2 weeks ago got eat kang kong.. still ok.. but i think now cant... the legs really is like anytime can cramp one.. so better dont add on it..
Hugs Hugs !!!!Ai ya ... dont't talk about your in laws ! ...Why dont't do baby shower?? Invite your few friends .. dont't need to be very big what ...simple just some pastries... boil some red eggs...drinks... at least you feel better... people congrats you ... best wishes ... happy happy !
i think i always like that one.. i will be happy only when everything is over.. just like my wedding.. after the last guest left, haha, then my smile become so natural.. before that is like all stone stone kind..
even my honeymoon and overseas trip is all free and easy, please dont ask me chase bus or wait in bus for fellow tour mates.. im the rebellious kind .. hahah.. dont try to strap me and ask me follow rules.. thats y my job is those i arrange meetings myself and go myself kind.. hate those bosses call you ask you where you r, whats your schedule.. i surely quit one..
since young i also look after my 2 brothers.. so i think.. i still know how to handle..
remember last time in JC i was in community service club.. we go to a boys home... then the small boy only primary 3, took a plastic chair and want to slam my friend.. i just go to him and grab the chair from him and scolded him straight... then all my club ppl clapped.. think they dont know how to handle.. but for me i looked after 2 boys from young and know how to handle.. and i grow up in a big family..
i think Dilys will know how to handle too.. she is the eldest! haha..
I think i confirm tear... when i give birth..if see my baby the 1st time.Once I dreamt .. I was calm & steady concentrating pushing my baby out... I never cry you know... after baby is out & my eyes was shut tightly... i ask gynae... is my baby out ...is it bloody.. can you clean the blood 1st before passing to me... (* I scared of blood...haha... I fee giddy at the presence of too much blood)
haha while they are cleaning baby.

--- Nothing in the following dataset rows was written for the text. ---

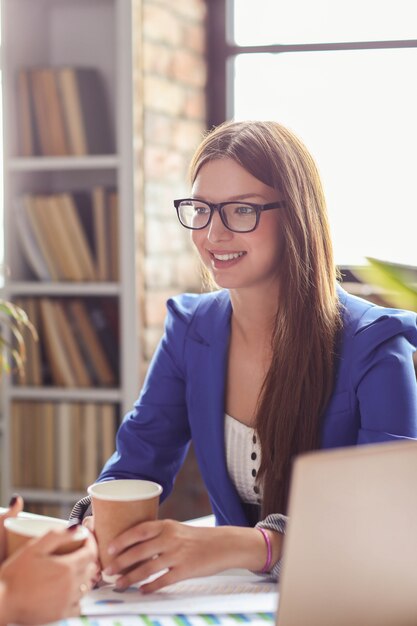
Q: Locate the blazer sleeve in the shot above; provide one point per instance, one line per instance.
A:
(153, 438)
(384, 376)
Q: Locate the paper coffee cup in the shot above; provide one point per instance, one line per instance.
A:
(118, 505)
(19, 530)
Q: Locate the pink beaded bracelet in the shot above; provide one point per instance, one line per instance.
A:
(267, 565)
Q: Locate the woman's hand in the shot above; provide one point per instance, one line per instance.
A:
(15, 507)
(38, 586)
(185, 551)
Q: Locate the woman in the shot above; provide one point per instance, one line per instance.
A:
(279, 361)
(38, 587)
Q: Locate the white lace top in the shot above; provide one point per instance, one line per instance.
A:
(243, 457)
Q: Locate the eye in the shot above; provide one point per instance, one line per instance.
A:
(201, 209)
(244, 209)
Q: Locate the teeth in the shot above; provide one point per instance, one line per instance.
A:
(228, 257)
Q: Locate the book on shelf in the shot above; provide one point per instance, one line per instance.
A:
(63, 111)
(28, 136)
(86, 111)
(32, 244)
(102, 369)
(70, 351)
(70, 236)
(76, 234)
(59, 365)
(32, 372)
(49, 117)
(100, 233)
(61, 446)
(71, 347)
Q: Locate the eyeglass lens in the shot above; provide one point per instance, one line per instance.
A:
(237, 216)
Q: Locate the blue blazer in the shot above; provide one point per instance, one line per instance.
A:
(374, 397)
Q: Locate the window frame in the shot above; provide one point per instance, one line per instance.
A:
(221, 52)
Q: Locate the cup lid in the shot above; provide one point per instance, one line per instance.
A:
(125, 490)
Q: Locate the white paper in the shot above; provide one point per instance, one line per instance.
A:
(212, 594)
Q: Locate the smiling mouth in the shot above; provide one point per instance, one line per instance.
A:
(227, 256)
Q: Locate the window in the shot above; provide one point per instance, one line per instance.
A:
(341, 75)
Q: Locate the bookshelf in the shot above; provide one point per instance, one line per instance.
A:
(55, 432)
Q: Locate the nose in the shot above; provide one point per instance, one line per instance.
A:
(216, 230)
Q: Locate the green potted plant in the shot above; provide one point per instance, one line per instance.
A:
(398, 282)
(13, 351)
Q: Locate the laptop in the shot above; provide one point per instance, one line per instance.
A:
(350, 554)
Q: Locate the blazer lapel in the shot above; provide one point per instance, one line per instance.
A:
(207, 359)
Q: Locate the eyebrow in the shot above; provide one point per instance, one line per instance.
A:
(244, 196)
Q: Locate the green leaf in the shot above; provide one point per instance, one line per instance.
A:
(394, 279)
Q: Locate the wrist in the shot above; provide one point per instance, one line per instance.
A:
(5, 615)
(247, 548)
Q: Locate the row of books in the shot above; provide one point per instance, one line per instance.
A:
(78, 342)
(63, 111)
(70, 236)
(61, 445)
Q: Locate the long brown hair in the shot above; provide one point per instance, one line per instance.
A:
(300, 379)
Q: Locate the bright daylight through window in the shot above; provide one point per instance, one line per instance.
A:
(355, 109)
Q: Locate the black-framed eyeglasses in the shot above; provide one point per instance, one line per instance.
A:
(239, 217)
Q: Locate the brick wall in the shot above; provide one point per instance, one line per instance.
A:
(170, 119)
(173, 75)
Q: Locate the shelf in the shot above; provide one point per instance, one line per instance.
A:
(26, 288)
(65, 394)
(50, 496)
(49, 164)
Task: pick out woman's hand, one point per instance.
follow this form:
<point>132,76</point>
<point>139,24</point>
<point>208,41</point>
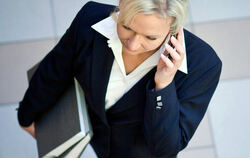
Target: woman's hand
<point>167,68</point>
<point>30,129</point>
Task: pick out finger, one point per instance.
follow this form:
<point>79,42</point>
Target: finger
<point>175,56</point>
<point>178,45</point>
<point>167,61</point>
<point>180,35</point>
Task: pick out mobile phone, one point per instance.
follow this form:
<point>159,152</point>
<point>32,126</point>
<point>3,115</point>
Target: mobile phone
<point>169,43</point>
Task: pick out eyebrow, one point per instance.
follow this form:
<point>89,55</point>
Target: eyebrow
<point>155,36</point>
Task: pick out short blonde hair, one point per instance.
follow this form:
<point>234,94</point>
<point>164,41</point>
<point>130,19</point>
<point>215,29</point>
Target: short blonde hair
<point>174,10</point>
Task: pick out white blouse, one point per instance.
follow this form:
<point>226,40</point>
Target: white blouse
<point>119,82</point>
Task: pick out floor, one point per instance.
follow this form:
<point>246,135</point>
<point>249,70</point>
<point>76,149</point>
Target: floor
<point>30,29</point>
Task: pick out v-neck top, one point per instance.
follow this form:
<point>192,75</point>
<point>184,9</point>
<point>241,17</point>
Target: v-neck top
<point>120,82</point>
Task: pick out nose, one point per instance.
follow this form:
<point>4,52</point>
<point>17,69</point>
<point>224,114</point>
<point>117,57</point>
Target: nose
<point>134,43</point>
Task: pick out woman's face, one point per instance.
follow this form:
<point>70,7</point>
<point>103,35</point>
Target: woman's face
<point>145,33</point>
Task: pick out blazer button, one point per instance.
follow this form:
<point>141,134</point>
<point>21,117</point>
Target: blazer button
<point>158,98</point>
<point>159,103</point>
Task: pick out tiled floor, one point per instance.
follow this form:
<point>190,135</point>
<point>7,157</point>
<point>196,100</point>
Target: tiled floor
<point>30,29</point>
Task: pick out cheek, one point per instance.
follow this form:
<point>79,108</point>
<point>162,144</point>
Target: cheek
<point>123,34</point>
<point>152,45</point>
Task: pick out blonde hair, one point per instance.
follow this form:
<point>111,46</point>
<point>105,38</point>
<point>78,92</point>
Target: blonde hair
<point>174,10</point>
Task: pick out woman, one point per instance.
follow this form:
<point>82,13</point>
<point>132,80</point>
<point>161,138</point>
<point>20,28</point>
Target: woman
<point>141,102</point>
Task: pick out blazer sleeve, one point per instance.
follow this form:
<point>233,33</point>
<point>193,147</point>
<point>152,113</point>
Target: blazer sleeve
<point>169,127</point>
<point>53,74</point>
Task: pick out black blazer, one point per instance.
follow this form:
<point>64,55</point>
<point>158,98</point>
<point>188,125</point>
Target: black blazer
<point>133,127</point>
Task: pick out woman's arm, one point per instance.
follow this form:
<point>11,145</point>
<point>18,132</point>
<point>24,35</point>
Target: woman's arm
<point>172,114</point>
<point>54,73</point>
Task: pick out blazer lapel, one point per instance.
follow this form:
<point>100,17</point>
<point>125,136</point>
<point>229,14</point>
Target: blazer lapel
<point>135,96</point>
<point>102,62</point>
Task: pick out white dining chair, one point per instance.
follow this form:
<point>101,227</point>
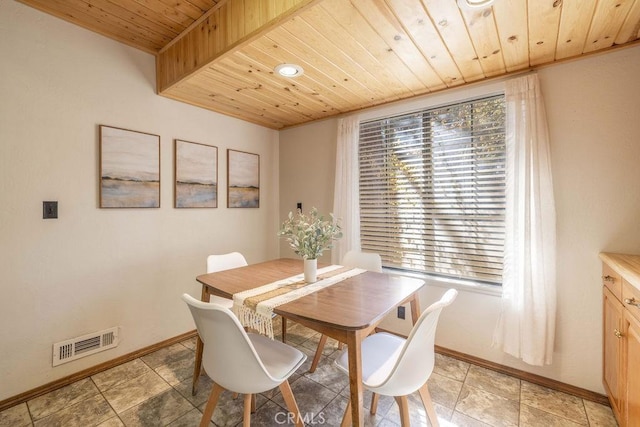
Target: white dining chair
<point>242,362</point>
<point>354,259</point>
<point>228,261</point>
<point>394,366</point>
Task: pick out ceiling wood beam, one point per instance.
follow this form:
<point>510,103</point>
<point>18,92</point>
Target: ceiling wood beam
<point>222,31</point>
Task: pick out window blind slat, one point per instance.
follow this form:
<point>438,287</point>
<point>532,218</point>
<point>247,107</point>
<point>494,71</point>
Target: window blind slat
<point>432,188</point>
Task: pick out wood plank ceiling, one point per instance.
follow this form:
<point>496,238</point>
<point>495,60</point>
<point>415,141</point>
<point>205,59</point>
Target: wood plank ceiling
<point>221,54</point>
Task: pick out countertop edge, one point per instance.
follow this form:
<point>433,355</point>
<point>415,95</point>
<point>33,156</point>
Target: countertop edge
<point>627,265</point>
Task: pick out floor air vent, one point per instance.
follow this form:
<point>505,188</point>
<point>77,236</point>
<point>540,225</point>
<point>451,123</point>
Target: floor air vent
<point>75,348</point>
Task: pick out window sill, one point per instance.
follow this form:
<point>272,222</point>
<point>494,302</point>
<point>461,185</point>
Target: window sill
<point>461,285</point>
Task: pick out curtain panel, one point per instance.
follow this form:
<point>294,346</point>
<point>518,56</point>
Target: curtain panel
<point>526,327</point>
<point>346,199</point>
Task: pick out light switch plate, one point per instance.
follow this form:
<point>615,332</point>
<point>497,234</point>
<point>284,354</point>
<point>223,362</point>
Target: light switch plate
<point>49,210</point>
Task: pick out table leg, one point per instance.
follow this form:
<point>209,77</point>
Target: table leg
<point>197,366</point>
<point>415,308</point>
<point>199,346</point>
<point>354,341</point>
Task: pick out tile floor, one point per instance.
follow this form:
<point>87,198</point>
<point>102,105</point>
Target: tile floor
<point>155,390</point>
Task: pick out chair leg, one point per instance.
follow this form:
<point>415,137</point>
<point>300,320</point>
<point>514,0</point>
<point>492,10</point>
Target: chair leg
<point>246,417</point>
<point>428,405</point>
<point>316,358</point>
<point>284,329</point>
<point>346,418</point>
<point>403,403</point>
<point>211,405</point>
<point>374,403</point>
<point>292,406</point>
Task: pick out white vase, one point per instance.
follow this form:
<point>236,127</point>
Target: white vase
<point>310,270</point>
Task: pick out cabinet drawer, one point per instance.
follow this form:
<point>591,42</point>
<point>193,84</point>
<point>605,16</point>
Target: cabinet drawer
<point>631,299</point>
<point>612,281</point>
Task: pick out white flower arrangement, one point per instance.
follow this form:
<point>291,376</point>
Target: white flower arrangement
<point>310,235</point>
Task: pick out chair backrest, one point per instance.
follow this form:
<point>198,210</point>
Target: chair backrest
<point>367,260</point>
<point>417,357</point>
<point>228,357</point>
<point>225,262</point>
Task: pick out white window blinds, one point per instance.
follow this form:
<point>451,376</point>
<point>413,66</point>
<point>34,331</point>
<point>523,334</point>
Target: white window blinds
<point>432,187</point>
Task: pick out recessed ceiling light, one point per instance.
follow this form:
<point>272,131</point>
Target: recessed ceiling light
<point>474,4</point>
<point>289,70</point>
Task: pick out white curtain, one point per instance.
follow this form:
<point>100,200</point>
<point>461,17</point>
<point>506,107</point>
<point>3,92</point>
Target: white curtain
<point>346,196</point>
<point>526,328</point>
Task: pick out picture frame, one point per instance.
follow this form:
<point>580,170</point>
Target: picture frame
<point>129,168</point>
<point>243,179</point>
<point>196,175</point>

I ask my gynae... Dr, can I start to cry wholehearty ... I feel like crying... My gynae say "Go ahead" I was crying really wholehearty...the feeling is like pouring out all the pains during delivery ... the feeling of joy .... the thought of hardship of whole pregnancy all released. haha... then when they were to pass me baby..
I told the nurse wait ... I need tissue & i need to touch up dont want to let baby see me cry. hahahah
I thought my hubby about this dream.. he laugh.
My wedding ... I am also stone stone.. from the morning till end of dinner. I was just go according to the plan...*Lucky got my sisters who keep reminding what to do n that" I was so lost on that day ... excited & happy ... mixed feeling....
End of dinner.. after cleaning my drunk hubby haha ... the moment i lie beside him then I start recalling back what happen that morning & till the end of everything... then I realised "Oh So now I am married... dinner is over" after so many months of planning & preparation. Just a day ... everything is over.